ESPÁRRAGOS BLANCOS FRESCOS GRATINADOS
Imprimir recetaINGREDIENTES
- 2 manojos de espárragos blancos frescos
- 5 huevos
- 4 patatas medianas
- leche entera (unos 600ml)
- agua de cocer los espárragos
- 75g de mantequilla + aceite oliva
- 3 cucharadas muy colmadas de harina
- sal y pimientas
El olor de estos espárragos blancos frescos gratinados es uno de esos evocadores aromas que, desde mi infancia, llevo grabados en mi memoria olfativa. Como soy muy miope, y debido a la contrastada teoría de la compensación divina, he llegado a autoconvencerme de que, a falta de vista y gracias a esta particular teoría, Dios me dotó de un olfato (y un oído) extraordinarios.
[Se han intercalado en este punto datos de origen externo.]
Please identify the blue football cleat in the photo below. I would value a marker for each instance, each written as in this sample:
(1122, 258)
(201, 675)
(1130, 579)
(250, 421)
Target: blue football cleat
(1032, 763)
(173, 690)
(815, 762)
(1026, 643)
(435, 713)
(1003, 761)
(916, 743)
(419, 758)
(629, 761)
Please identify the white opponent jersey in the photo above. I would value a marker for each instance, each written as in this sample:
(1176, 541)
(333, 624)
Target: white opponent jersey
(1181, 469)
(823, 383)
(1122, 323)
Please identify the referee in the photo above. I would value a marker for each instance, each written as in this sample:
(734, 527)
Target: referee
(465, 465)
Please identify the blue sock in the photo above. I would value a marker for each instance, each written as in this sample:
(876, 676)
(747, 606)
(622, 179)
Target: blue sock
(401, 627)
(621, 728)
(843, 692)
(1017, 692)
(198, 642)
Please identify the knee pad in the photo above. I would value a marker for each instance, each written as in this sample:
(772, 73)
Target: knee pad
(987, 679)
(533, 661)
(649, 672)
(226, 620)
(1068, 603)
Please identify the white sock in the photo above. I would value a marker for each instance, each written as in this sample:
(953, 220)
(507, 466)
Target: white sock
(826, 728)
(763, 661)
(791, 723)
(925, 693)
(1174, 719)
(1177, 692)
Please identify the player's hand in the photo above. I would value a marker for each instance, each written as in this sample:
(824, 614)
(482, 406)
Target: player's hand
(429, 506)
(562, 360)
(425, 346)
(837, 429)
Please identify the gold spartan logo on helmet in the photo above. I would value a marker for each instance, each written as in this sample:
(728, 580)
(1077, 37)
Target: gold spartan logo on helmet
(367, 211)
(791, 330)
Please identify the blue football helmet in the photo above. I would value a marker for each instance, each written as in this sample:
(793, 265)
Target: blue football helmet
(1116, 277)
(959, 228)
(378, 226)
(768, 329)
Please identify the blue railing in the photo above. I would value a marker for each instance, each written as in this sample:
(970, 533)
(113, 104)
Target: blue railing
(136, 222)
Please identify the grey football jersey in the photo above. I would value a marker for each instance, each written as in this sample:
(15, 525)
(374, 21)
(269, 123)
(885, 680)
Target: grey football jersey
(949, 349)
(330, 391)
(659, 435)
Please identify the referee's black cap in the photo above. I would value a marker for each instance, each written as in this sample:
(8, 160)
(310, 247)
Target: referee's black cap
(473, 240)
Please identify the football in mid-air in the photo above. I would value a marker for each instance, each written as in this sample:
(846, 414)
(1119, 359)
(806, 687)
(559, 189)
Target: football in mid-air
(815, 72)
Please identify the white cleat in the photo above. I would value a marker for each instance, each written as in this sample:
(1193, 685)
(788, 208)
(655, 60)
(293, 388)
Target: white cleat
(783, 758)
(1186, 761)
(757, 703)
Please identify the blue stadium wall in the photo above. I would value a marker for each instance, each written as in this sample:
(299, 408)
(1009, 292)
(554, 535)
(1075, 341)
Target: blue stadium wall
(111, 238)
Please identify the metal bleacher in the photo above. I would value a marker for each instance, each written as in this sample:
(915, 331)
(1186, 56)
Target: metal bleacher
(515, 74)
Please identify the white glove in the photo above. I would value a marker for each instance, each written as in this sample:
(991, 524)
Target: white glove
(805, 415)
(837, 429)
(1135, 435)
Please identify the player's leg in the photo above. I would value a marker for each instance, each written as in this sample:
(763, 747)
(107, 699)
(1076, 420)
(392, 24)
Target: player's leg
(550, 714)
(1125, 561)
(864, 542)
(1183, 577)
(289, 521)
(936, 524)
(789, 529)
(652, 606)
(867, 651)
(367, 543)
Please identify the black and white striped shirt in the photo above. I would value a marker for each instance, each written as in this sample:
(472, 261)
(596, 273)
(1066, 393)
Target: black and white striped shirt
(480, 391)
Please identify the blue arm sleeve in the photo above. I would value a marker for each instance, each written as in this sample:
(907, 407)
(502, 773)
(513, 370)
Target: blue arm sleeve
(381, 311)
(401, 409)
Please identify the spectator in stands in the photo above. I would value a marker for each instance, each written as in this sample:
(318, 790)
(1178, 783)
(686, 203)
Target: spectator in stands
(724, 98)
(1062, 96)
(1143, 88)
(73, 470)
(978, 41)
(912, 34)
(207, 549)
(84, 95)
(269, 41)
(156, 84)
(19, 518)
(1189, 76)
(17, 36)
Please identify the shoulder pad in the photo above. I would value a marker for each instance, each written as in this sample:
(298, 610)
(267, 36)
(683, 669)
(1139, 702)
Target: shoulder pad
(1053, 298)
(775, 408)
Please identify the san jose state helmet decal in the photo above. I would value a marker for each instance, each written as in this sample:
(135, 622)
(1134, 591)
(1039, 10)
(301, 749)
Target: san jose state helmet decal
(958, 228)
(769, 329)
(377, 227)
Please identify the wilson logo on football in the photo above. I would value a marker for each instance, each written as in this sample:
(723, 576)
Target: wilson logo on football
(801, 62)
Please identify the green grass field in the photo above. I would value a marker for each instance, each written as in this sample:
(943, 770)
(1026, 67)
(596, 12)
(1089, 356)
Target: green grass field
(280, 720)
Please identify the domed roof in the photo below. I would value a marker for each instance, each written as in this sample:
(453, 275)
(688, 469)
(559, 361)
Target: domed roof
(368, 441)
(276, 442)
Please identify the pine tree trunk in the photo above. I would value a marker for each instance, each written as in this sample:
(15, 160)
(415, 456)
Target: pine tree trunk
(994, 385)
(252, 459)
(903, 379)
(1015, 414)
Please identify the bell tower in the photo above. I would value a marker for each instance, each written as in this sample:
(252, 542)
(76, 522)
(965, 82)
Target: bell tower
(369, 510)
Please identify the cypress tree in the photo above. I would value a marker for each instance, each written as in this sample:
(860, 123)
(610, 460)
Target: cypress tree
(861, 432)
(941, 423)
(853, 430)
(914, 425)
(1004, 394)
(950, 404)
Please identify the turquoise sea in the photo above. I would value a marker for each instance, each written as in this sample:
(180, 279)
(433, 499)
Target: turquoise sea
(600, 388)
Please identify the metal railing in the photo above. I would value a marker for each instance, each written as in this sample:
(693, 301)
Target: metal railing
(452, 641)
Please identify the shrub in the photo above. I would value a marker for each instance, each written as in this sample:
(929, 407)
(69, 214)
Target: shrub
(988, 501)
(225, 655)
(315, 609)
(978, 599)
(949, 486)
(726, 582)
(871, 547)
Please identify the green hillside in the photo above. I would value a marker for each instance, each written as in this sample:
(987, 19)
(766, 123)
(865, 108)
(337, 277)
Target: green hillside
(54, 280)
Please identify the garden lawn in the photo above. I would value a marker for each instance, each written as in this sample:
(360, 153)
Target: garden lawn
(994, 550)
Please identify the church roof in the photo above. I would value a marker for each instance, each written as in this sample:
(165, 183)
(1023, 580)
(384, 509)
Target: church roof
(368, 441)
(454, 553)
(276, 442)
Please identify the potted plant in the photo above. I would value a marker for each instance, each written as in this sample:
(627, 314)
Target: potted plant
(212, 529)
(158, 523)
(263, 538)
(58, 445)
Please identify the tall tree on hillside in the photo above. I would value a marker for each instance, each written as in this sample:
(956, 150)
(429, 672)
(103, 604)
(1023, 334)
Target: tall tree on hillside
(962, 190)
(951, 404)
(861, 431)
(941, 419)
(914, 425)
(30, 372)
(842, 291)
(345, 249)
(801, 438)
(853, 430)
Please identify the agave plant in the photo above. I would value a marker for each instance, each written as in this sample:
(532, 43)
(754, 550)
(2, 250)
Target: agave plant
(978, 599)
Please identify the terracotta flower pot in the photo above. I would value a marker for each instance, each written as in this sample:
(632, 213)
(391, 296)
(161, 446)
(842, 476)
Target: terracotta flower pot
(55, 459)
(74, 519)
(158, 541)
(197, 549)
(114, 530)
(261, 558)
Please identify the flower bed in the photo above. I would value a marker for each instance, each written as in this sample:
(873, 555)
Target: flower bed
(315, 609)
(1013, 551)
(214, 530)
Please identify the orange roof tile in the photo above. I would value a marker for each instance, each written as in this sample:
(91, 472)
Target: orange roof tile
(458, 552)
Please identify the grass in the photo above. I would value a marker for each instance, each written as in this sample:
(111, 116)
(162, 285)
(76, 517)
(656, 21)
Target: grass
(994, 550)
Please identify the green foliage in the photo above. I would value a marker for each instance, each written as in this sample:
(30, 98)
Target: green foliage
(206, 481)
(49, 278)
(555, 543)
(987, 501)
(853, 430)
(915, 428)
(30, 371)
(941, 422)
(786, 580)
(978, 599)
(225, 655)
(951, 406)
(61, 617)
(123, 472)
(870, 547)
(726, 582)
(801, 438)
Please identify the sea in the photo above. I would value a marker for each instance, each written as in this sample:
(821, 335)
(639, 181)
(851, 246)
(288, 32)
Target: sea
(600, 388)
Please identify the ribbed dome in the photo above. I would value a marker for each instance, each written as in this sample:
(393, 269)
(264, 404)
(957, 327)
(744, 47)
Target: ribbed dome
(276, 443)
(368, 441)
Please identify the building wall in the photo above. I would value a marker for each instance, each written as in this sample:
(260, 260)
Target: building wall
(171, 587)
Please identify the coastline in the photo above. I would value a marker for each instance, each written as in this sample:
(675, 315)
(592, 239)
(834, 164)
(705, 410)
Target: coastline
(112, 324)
Bromas aparte (y esto sí que es serio) esta receta de espárragos blancos gratinados la he realizado para Supermercados Gadis que acaba de lanzar una acción que a mí me parece preciosa. La acción se llama: «Comparte tu receta, que nuestra historia no se pierda» y de lo que trata es de que podamos recopilar, compartir y preservar en su web, todas esas recetas que a cada uno de nosotros nos evocan a alguien importante en nuestras vidas.
Así que yo voy a empezar por una de las recetas que me sitúa directamente en el largo pasillo de la casa de mi abuela Inés en Valladolid. Con ella descubrí que los espárragos blancos exitían fuera de una lata y que eran un manjar tan exquisito como efímero. Probablemente en el momento de mi gastronómico descubrimiento, no era aún consciente ni de la importancia ni del significado de estos dos importantes conceptos.
A esta abuela, castellana, austera y culta le debo una de las mejores aficiones de mi vida que no es otra es la que hoy tengo por la lectura. Paradójicamente, a mis diez años y en Valladolid, fue donde descubrí Galicia. La Galicia lírica de Wenceslao Fernández Flórez y de su «Bosque encantado» que me encantó a mí también.
Conste que mi afición por la cocina no viene de mi abuela Inés sino de la otra, la única gallega de mis cuatro abuelos, que se llamaba Romana. A ella, mucho más derrochona y festivalera que ninguna otra abuela de la época, dedicaré otra de las recetas que cocinaré para esta entrañable iniciativa.
Esta receta de espárragos blancos frescos gratinados es una receta antigua (es de mi abuela y yo tengo 61 años) y de temporada. Ahora que nos da por sustituirlo todo por sucedáneos supuestamente más saludables (encima llamándolos healthy), se nos olvida que para todo hay días y momentos y que nada en su justa medida es tan perjudicial como ahora nos lo pintan. Lo verdaderamente dañino para la salud, en mi opinión, es no disfrutar de las cosas en esa justa medida, que no es otra que la que la salud y el metabolismo nos dan a cada uno.
Comer espárragos blancos frescos gratinados, a mí, me trae el evocador recuerdo de una feliz infancia recorriendo el largo pasillo de la casa de mi abuela. Y coincidiréis conmigo, en que pocas cosas más saludables hay que evocar la felicidad…¡aunque lleve bechamel!
Y sin mucho más lío, vamos a ello…
Aproximado proceder:
Pelamos los espárragos con un pelador de verduras y les retiramos todas las fibras. Como sucede con las alcachofas, para no encontrar durezas luego, hay que pelar más de lo que apetece. los lavamos bien.
Si no tenemos esparraguera, podemos poner en el fondo de la tartera unos cubierto, o algún cacharro, para que las yemas de los espárragos no nos queden tan sumergidas en el agua.
Añadimos el agua justa y cocemos con sal y una cucharada de azúcar. Tienen que estar cocidos pero firmes. Reservamos.
En el mismo agua de cocer los espárragos cocemos las patatas peladas y cortadas en rodajas. Cuando estén cocidas, las retiramos del agua pero conservamos el líquido.
Pintamos una fuente de horno con mantequilla y colocamos en el fondo las rodajas de patata cocida. ponemos un poquito más de mantequilla sobre ellas, añadimos sal y pimienta y las gratinamos ligeramente hasta que cojan algo de color.
Mientras, cocemos los huevos durante 9 minutos.
Sobre las patatas ya gratinadas colocamos los espárragos cocidos y escurridos.
Sobre ellos, colocamos los huevos cocidos cortados en cuadrados. Reservamos una yema para decorar.
Hacemos una bechamel de la forma tradicional pero sustituyendo parte de la leche entera por el agua de cocer los espárragos que teníamos reservada. Nos quedará una bechamel más ligera y con sabor a espárragos.
Gratinamos de nuevo el plato ya montado y al retirarlo del horno decoramos con la yema muy picada y algo de perejil.